One example is the Mount Lavinia junction in the island’s second-largest municipality. Until the late 1970s, it had a CTB bus terminus and small market building. Today, the space meant for the bus terminus is occupied by a high-rise building that is under construction.
There is virtually no space for parking CTB buses that begin or end their scheduled routes in Mount Lavinia. The area meant for parking private buses is hardly adequate, and obstructs the movement of other vehicles and pedestrians.
The large supermarket market building that replaced the old one around 1980 is an eyesore. Within the same municipal area, the flyover at Dehiwela junction hasn’t reduced traffic congestion with heavy vehicles including buses not being allowed on it unlike the one in Nugegoda.
Another problem is haphazard and disorganised road construction. As one media report states: “Pavements cannot be built till the roads are carpeted; roads cannot be carpeted till they are properly built; roads cannot be built till the pipelines are made; pipelines cannot be made till the cables are pulled out; [and] the boundary to pull the cables cannot be obtained till the pavements are built.”
In other words, there is no coordination between the responsible authorities.

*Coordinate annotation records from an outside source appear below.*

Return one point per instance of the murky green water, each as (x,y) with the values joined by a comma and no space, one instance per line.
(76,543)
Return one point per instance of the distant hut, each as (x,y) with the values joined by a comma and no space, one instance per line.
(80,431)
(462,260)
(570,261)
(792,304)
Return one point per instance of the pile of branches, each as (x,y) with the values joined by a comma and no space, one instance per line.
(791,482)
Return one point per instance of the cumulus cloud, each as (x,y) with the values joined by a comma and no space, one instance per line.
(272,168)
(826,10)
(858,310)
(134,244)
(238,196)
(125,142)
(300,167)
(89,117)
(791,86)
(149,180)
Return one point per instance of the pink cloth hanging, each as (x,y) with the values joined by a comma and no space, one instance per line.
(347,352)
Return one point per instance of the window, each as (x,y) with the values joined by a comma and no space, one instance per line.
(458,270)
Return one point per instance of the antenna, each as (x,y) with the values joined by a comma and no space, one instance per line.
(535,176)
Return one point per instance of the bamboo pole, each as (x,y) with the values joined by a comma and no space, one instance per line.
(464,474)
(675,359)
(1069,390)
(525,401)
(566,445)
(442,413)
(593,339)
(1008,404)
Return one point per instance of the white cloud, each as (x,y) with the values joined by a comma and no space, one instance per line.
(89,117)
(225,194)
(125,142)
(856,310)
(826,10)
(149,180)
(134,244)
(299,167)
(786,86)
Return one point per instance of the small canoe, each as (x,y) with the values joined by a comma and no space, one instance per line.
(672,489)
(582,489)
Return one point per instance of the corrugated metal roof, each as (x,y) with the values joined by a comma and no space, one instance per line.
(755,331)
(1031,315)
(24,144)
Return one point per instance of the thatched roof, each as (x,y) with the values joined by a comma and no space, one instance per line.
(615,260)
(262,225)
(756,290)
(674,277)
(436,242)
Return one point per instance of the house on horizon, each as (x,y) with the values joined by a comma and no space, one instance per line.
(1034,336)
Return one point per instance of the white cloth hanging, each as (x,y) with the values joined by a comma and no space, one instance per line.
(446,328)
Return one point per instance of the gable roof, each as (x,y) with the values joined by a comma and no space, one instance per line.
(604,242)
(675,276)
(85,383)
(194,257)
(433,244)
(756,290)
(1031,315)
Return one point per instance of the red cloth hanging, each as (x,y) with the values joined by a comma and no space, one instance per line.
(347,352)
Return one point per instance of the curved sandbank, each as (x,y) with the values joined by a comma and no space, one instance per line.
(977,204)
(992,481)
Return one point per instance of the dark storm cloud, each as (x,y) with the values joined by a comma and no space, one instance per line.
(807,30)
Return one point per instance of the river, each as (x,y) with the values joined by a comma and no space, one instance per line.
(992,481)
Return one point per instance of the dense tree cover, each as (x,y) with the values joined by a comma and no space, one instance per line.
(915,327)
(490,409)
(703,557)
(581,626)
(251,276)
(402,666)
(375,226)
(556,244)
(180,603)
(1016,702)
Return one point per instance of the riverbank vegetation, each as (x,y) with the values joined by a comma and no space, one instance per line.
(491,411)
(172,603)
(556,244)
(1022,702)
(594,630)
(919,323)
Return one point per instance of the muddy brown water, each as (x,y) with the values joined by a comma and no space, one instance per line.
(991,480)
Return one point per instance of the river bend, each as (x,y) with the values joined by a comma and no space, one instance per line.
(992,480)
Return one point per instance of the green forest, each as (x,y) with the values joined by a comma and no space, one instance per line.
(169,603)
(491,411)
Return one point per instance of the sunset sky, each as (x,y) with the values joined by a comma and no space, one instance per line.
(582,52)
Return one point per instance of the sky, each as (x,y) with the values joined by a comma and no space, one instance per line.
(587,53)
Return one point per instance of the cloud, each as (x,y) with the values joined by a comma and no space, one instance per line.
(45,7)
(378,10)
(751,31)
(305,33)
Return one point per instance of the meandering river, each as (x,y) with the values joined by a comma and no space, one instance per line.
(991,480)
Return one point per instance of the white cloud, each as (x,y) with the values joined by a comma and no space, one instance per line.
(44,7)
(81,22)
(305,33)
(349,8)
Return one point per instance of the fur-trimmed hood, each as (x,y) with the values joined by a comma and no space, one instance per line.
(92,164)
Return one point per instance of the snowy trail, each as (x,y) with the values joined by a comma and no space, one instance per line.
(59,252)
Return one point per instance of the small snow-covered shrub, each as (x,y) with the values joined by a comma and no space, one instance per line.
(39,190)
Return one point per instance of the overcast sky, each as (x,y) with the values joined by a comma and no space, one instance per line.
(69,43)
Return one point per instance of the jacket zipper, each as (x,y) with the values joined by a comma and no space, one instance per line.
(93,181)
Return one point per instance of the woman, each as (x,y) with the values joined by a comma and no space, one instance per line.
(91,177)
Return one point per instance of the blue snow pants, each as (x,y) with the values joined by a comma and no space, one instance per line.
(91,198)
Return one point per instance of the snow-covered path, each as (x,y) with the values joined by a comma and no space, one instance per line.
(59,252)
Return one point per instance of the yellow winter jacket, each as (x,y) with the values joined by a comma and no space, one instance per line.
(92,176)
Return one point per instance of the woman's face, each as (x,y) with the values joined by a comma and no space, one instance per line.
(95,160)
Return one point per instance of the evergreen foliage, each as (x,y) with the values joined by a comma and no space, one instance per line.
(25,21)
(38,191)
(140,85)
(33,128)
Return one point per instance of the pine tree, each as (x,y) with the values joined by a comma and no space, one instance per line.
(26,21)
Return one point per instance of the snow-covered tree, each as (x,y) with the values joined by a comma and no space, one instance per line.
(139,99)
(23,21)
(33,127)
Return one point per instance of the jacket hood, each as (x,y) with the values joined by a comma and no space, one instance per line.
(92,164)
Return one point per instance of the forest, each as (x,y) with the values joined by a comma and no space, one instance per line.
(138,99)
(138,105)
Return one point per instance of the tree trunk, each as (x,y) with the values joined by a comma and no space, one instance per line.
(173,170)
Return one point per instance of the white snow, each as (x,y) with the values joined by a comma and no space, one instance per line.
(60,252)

In February last year, the Chief Minister of the Central Province criticised the Ceylon Electricity Board (CEB) for being a stumbling block to resolving the severe traffic congestion that had become the bane of Kandy. He charged that the CEB had not taken action to reposition electricity supply pylons that were obstructing the smooth flow of traffic.
According to Moratuwa University’s transport and logistics management expert Professor Amal Kumarage, a bus rapid transit (BRT) could be established fairly soon and at a much lower cost to address the gridlock in Colombo.
A light rail transit system circling the city too will reduce urban traffic congestion and wastage of man hours. Modern light rail technology has proved to be flexible and adaptable for this purpose. In cities such as Hong Kong, railways are the key to reducing traffic congestion.
Kumarage stresses the need to implement a pro-public transport policy as road widening and constructing expressways, elevated highways and flyovers, and one-way traffic schemes, will not provide adequate solutions to urban traffic congestion.
Proper town and city planning is linked to a wide range of requirements that involve economics, ecology, sociology, geography, legal measures, land use, transportation and curbing pollution, all of which must be balanced to reach the desired goal.